On the capital budget there appears to be mixed messages coming from Ministers. At Plenary on Wednesday the Finance Minister denied categorically that there had been a cut in the health services’ capital budget at all:
Andrew Davies: You are factually incorrect to say that the health capital budget has been cut by an alleged £114 million. What you forget is that the Government was allowed to bring forward capital expenditure from 2010-11 to this year and the previous year, which meant that the allocation for this current year was increased as a result of that reprofiling and was reduced in 2010-11. However, that did not represent a cut because the money was spent this year and the previous year. So, saying that that is a cut is illegitimate.
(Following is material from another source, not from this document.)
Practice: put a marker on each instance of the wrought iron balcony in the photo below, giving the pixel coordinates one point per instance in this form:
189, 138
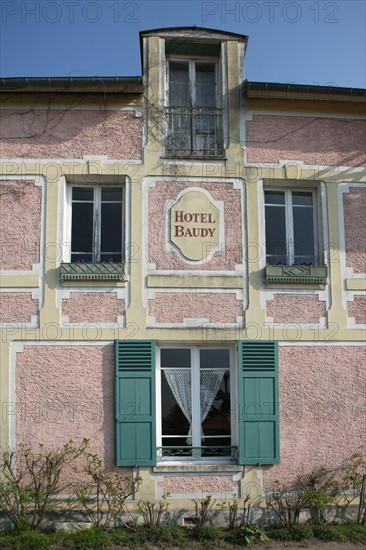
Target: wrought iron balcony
194, 132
Yet in an answer to a written question to me the Health Minister states that only £29.2 million has been brought forward from 2010-11. So on that basis there is a clear cut of £86.6 million in the capital budget for health. That means less money for equipment, for making health service premises safe and for modernisation. Of course there is money that the Health Minister can bid for from the Strategic Capital Investment Fund, of which she already had £86 million, some of which will be spent this year. But this will go on specific projects rather than new equipment for example.
The other issue the Minister needs to clear up is her own contradictory statements on capital money brought forward. As I said above, a written answer to me indicated that this amounts to £29.2 million though her report to committee states it is £58.4 million. It is little wonder that the budget process is so opaque when the Minister cannot even produce consistent facts within the space of a single week.
The cost of reorganising the health service is another matter. We have been led to believe in the past that this process will actually save money and yet a sum of £50 million has been put aside next year to pay for it. Anybody wanting to find out where that money is going needs to look no further than this morning’s Western Mail.
They report that NHS chief executives and finance directors displaced by the new arrangements have a guarantee that their existing salaries will be protected for 10 years. Many are earning in excess of £100,000 a year. This is due to the policy of no compulsory redundancies, which means that despite the reduction in senior posts, those who wish to stay are being accommodated.
This is similar to the process that happened when quangos such as ELWa were subsumed into the Welsh Government. Many former employees of that body are working in jobs now that could appear to have been invented to keep them on the books.
I expect some robust questioning on Wednesday.